Dans les témoignages recueillis la plupart des enseignants prétendent reconnaître une valeur aux langues familiales des élèves, mais ils expriment également leurs craintes que le français, la langue de l’école, pourrait être dévalorisée par la L1 de l’élève et les gêner dans leurs apprentissages.

(E22:181) : Les deux. Les deux parce que c’est toujours un atout de maitriser une autre langue ça c’est évident donc ça ne s’exprimera peut-être pas immédiatement & dans le cursus scolaire -(181)c’est aussi un handicap dans le sens ou ils n’entendent parler français qu’à l’école et (30/36) qu’effectivement lorsqu’ils arrivent dans leur cursus scolaire même tout petit ce n’est pas une langue dont ils maitrisent ni vocabulaire, ni la syntaxe ni

la logique pour certains puisqu’ils pratiquent d’autres langues qui sont mêmes très éloignés du français

donc c’est les deux je pense [/] mais pour leur apprentissage et pour leur scolarité en tout cas immédiate dans les premières années je pense que c’est sacrément un handicap.

(E24:186) : Oui, mais je pense que faire ça, ce n’est pas une idée par exemple, euh, mais je pense qu’à la maison

il faut parler un petit peu toutes les langues.
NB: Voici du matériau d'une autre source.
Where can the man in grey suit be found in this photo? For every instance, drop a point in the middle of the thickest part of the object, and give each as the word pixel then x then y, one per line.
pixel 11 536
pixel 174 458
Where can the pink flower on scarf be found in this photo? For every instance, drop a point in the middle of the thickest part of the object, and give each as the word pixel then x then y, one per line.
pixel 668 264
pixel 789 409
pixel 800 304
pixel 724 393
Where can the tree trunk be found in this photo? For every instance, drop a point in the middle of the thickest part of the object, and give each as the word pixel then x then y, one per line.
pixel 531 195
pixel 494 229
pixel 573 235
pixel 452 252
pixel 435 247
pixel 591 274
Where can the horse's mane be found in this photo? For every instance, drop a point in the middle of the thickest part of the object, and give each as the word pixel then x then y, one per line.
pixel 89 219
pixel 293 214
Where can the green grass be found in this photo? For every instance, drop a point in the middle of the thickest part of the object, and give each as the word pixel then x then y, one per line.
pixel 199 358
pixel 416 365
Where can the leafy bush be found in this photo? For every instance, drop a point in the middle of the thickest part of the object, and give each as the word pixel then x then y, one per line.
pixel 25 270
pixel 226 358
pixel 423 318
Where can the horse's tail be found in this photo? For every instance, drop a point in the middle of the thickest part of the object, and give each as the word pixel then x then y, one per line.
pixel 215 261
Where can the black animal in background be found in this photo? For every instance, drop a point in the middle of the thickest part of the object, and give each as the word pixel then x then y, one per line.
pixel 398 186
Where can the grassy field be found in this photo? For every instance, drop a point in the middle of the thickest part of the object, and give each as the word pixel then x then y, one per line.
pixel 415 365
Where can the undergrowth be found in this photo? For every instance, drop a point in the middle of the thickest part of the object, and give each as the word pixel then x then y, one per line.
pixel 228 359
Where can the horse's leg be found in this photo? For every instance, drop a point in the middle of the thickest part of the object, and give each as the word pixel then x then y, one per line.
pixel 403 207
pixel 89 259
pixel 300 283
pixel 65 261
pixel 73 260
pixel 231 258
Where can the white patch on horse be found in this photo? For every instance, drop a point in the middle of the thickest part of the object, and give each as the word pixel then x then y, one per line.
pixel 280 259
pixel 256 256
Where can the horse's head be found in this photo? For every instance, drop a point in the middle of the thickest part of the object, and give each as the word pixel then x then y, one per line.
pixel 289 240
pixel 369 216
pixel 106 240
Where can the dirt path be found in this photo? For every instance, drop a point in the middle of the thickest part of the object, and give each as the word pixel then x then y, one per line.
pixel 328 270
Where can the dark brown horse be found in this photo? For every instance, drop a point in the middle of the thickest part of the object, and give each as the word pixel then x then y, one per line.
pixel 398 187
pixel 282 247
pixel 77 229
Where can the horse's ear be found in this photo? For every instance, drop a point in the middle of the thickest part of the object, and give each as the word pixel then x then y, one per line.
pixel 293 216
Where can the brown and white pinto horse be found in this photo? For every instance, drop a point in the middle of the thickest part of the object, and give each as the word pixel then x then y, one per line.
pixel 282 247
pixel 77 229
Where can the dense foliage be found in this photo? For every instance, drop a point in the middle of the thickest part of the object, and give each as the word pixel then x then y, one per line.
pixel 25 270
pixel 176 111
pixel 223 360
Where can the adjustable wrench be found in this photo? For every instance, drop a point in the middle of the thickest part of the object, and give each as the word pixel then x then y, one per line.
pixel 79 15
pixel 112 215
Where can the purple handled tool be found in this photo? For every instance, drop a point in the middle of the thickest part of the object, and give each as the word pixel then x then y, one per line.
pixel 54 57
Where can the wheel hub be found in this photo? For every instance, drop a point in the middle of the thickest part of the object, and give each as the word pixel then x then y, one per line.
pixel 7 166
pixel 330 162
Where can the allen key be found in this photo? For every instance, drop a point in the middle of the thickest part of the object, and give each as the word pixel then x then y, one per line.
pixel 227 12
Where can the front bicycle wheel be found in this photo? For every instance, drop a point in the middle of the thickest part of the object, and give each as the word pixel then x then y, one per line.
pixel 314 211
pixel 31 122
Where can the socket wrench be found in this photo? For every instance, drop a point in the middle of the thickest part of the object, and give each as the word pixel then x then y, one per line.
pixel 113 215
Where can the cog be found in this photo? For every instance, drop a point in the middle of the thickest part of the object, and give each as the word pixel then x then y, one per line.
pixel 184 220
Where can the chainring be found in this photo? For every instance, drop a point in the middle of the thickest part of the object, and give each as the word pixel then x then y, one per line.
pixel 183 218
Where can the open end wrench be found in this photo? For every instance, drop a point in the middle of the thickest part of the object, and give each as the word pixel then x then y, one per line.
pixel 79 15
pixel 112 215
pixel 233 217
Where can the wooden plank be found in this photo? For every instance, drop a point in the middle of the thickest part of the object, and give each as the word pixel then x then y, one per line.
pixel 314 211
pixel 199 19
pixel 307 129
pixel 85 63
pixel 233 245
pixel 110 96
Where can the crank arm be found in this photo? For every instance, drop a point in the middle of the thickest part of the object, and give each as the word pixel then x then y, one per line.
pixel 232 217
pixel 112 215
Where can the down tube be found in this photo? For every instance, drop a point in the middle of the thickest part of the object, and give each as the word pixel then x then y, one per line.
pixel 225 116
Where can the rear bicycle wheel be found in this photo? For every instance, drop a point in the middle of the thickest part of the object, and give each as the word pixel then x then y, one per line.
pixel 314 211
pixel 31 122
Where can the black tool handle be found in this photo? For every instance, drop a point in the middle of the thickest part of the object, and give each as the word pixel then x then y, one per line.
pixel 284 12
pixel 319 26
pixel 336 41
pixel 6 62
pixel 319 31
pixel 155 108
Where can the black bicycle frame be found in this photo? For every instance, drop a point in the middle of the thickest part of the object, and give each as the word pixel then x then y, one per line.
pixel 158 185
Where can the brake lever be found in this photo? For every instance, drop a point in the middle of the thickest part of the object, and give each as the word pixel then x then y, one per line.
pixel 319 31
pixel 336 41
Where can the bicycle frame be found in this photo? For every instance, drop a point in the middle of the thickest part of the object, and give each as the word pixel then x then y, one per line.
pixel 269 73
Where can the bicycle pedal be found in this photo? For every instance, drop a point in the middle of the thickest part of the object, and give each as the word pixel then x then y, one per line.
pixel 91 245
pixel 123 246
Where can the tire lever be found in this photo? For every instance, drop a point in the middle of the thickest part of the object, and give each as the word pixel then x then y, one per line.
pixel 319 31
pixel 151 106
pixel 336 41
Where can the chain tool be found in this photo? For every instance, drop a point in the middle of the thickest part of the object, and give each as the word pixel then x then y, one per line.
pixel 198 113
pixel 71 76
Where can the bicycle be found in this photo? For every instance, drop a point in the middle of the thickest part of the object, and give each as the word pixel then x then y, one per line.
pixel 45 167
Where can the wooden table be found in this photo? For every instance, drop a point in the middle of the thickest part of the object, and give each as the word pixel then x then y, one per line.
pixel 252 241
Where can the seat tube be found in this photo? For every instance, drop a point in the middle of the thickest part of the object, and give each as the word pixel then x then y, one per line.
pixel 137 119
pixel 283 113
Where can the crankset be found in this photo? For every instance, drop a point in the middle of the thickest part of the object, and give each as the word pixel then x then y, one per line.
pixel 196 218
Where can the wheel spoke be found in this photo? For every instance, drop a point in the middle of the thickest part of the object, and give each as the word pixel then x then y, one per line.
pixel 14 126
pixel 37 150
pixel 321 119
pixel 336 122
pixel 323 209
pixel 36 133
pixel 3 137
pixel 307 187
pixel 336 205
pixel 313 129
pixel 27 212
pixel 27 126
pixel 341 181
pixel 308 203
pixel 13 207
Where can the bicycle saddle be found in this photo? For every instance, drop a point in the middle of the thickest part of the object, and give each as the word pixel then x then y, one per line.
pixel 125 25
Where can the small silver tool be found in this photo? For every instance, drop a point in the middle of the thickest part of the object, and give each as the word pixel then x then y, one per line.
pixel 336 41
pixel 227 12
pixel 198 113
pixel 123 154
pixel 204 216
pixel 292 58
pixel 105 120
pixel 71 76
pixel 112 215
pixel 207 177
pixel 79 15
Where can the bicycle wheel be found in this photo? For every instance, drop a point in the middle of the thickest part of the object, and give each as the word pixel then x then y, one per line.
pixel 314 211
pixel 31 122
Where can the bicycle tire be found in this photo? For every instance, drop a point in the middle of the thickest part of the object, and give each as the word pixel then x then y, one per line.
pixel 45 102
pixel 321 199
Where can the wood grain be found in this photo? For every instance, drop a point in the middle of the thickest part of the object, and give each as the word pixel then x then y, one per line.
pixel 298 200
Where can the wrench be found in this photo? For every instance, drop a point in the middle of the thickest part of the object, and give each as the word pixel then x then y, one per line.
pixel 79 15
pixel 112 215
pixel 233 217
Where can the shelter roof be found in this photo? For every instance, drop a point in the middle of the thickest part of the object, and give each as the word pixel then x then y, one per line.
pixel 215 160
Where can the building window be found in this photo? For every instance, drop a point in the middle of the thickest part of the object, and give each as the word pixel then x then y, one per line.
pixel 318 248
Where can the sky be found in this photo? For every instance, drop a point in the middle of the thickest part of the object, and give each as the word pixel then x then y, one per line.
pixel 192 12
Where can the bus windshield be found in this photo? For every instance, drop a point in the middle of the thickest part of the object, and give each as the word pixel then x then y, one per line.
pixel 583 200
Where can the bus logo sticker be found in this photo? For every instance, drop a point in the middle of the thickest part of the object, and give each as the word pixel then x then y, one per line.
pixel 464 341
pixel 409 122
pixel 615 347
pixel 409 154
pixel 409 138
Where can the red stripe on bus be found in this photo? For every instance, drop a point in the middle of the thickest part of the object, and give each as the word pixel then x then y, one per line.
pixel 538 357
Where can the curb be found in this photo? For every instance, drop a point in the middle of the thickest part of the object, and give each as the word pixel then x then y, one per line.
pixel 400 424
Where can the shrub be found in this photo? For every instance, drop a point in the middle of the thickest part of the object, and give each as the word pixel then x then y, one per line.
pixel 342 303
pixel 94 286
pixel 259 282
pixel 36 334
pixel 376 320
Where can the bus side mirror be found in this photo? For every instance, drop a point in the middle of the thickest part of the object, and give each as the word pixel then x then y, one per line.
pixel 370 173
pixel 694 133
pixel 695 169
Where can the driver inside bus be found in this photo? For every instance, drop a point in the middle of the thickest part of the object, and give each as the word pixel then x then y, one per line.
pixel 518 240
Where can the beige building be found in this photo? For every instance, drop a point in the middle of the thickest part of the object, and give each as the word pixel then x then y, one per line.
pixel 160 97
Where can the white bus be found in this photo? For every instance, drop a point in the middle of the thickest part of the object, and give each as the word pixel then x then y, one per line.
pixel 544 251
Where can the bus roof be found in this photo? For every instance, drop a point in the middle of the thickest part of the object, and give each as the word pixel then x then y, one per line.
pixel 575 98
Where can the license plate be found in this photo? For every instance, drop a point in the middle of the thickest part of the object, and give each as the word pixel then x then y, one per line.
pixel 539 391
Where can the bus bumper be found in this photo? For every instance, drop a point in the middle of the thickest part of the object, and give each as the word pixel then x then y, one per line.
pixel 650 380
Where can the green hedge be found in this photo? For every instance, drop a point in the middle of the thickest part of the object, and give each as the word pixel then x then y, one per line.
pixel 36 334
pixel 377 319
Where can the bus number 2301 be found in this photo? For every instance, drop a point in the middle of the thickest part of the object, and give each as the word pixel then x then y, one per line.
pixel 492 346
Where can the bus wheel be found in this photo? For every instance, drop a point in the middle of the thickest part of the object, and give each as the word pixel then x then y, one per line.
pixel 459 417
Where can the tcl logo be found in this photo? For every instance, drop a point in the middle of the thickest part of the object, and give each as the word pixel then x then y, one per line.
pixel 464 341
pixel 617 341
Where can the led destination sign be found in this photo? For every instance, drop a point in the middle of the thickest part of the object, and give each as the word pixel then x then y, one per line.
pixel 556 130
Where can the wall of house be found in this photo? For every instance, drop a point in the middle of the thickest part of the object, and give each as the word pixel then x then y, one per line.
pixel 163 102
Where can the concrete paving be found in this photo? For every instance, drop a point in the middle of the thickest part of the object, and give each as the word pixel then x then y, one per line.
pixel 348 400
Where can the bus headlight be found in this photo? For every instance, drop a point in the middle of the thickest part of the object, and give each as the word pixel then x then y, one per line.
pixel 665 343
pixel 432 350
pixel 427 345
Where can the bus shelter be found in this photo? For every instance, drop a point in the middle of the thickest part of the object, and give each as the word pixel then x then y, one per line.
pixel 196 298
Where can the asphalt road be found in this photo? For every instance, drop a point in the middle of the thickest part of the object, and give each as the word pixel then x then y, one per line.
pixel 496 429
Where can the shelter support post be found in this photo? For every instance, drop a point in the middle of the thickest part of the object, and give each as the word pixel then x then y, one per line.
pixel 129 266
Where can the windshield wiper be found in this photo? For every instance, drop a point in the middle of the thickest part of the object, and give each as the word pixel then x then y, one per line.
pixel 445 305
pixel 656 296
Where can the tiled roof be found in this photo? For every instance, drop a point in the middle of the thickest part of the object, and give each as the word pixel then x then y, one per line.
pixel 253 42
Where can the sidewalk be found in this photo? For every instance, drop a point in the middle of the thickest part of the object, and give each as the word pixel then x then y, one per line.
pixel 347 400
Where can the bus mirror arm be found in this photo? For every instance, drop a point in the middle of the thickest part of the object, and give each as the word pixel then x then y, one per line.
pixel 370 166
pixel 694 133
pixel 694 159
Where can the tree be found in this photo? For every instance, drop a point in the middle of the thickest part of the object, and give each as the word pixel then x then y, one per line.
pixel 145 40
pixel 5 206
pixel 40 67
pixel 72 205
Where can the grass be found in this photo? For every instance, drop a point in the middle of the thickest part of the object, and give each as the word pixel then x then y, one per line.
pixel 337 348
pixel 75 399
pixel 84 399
Parce que quelque par aussi dans la tête de l’élève ça pourrait être

euh ben j’apprends le français parce que euh je vais à l’école mais ça me sert à rien à la maison je parle

français ce n’est pas utile.(190) le fait que peut-être certaines familles n’apprennent pas le français enfin

certains parents c’est pas aussi montrer l’exemple à l’enfant euh c’est pas, ce n’est pas, l’enfant a besoin, si on vient en France il faut apprendre le français de toute façon parce que c’est la langue du pays et je pense que la fait que certains parents peut-être ne fasse ne veuillent pas apprendre ou ne fasse pas l’effort.

Dans ces propos, le bi-plurilinguisme familial est vu comme un handicap. A travers ces exemples on note que selon les professeurs les familles des enfants allophones mais également descendants de migrants peuvent présenter des lacunes dans l’exercice de leur fonction éducative.

(E27) : par contre tous les gamins que j’ai vu arriver en cours de route et dont les parents continuent à parler uniquement la langue maternelle à la maison à des difficultés en Français. Parce que justement ils n’ont pas la

réutilisation de ce qu’ils apprennent à l’école ailleurs donc ils sont ou à l’école ou l’on parle français parce que

c’est comme ça et à la maison on parle une autre langue donc du coup ben là souvent la difficulté se crée là, on sent que les gamins sont toujours dans l’apprentissage de la langue française et non pas un truc qui commence à s’enrichir peu à peu par l’utilisation parce qu’ils ne l’utilisent pas à l’extérieur.

(E30; 263) : Ben [/] si euh s’ils comptent rester ici en France ou vivre en France donc voilà quoi il faut euh peut-

être parler français même à la maison quoi pour améliorer leur langage tout simplement même avec leurs

parents.

Pour d’autres citations (cf. annexe 9: E29; 211), (E26:204).

Ces extraits soutiennent la thèse que la langue maternelle des enfants issus de l’immigration entrave la structuration de la langue et est à l’origine des « difficultés scolaires » de ces élèves. Les enseignants pensent que « le déficit linguistique » de ces enfants serait responsable de désavantages sur le plan du développement intellectuel.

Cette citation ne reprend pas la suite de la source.